November 28, 2012

Simon & Schuster’s wildly important goal

by

Ask any Simon & Schuster employee about their “WIG,” and a look of recognition mixed with a Nietzschean grin into the abyss* will flicker across his or her face.

In the business/self-help psychobabble of the Franklin-Covey organization — best known for its training program spin-offs from Stephen R. Covey’s mega-bestselling The 7 Habits of Highly Effective People — WIG is an acronym that stands for “Wildly Important Goal.”

But what, you might ask, does that have to do with publishing employees? As of earlier this year, Simon & Schuster CEO Carolyn Reidy decreed that all departments were required to come up with goals — wildly important ones. The company overall has a WIG to increase sales by a certain amount. A publicity department might have a WIG to get more national media for authors. Even individuals — from the high-up publisher to the lowly assistant — have personal WIGs. Each week, employees are required to log in to software and chart their progress. If goals are achieved, the screen displays a green icon. If progress is not made, the screen shows a red circle.

This might sound like something from an Onion press release or a scene from “Office Space,” but in fact, employees still have mandatory weekly department meetings at the S&S Rockefeller Center offices to discuss “lead measures” and “lag measures” — indicators of how their performance has progressed. As part of the training for the program, participants were informed that if someone came to the meeting and reported an inability to meet a task from the previous week, he or she would be “frozen,” which means that no one could speak to that person for the duration of the meeting.

The Franklin-Covey organization’s logic for this method, as described in the book The 4 Disciplines of Execution co-authored by Covey’s son Sean Covey, posits that employees are most efficient when everyone can see that they are “winning” or “losing.” This is why all goals and progress must — in addition to the computer program — be charted on a centrally-displayed bulletin board that is visible to everyone.

In a climate of grim news for book publishing, this attempt to goose performance and results seems like either a savvy and optimistic human resources strategy or a late fourth quarter Hail Mary pass. Franklin-Covey is an apparently successful business training operation, so other companies in other industries must be doing this too … right?

Yesterday, Simon & Schuster announced that they will partner with the self-publishing company Author Solutions, Inc. (which is owned by Pearson) to create an imprint called Archway Publishing, allowing writers to publish their work for thousand-dollar fees. Whether or not this will be a popular choice for authors or how Simon & Schuster will work with a company that falls under the owner of a competitor remains to be seen.
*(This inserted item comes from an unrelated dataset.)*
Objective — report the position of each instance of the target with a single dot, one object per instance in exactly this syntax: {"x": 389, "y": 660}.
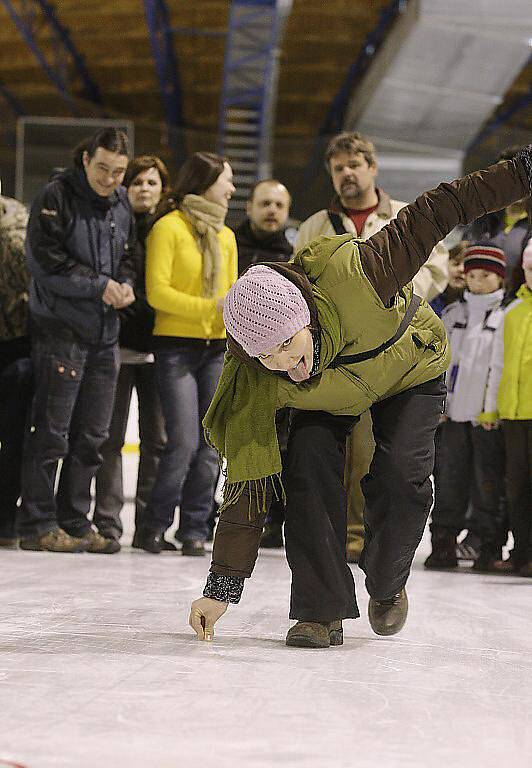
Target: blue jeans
{"x": 187, "y": 378}
{"x": 69, "y": 420}
{"x": 15, "y": 396}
Perhaps the emergence of Archway Publishing means that someone has achieved their WIG. But what will happen to those who are frozen with a red circle? Apparently they go the way of Free Press — the former publisher of Stephen R. Covey and his sons.

 

 

* The phrase “Nietzschean grin into the abyss” is courtesy of Dustin Kurtz

 

 

Claire Kelley is the Director of Library and Academic Marketing at Melville House.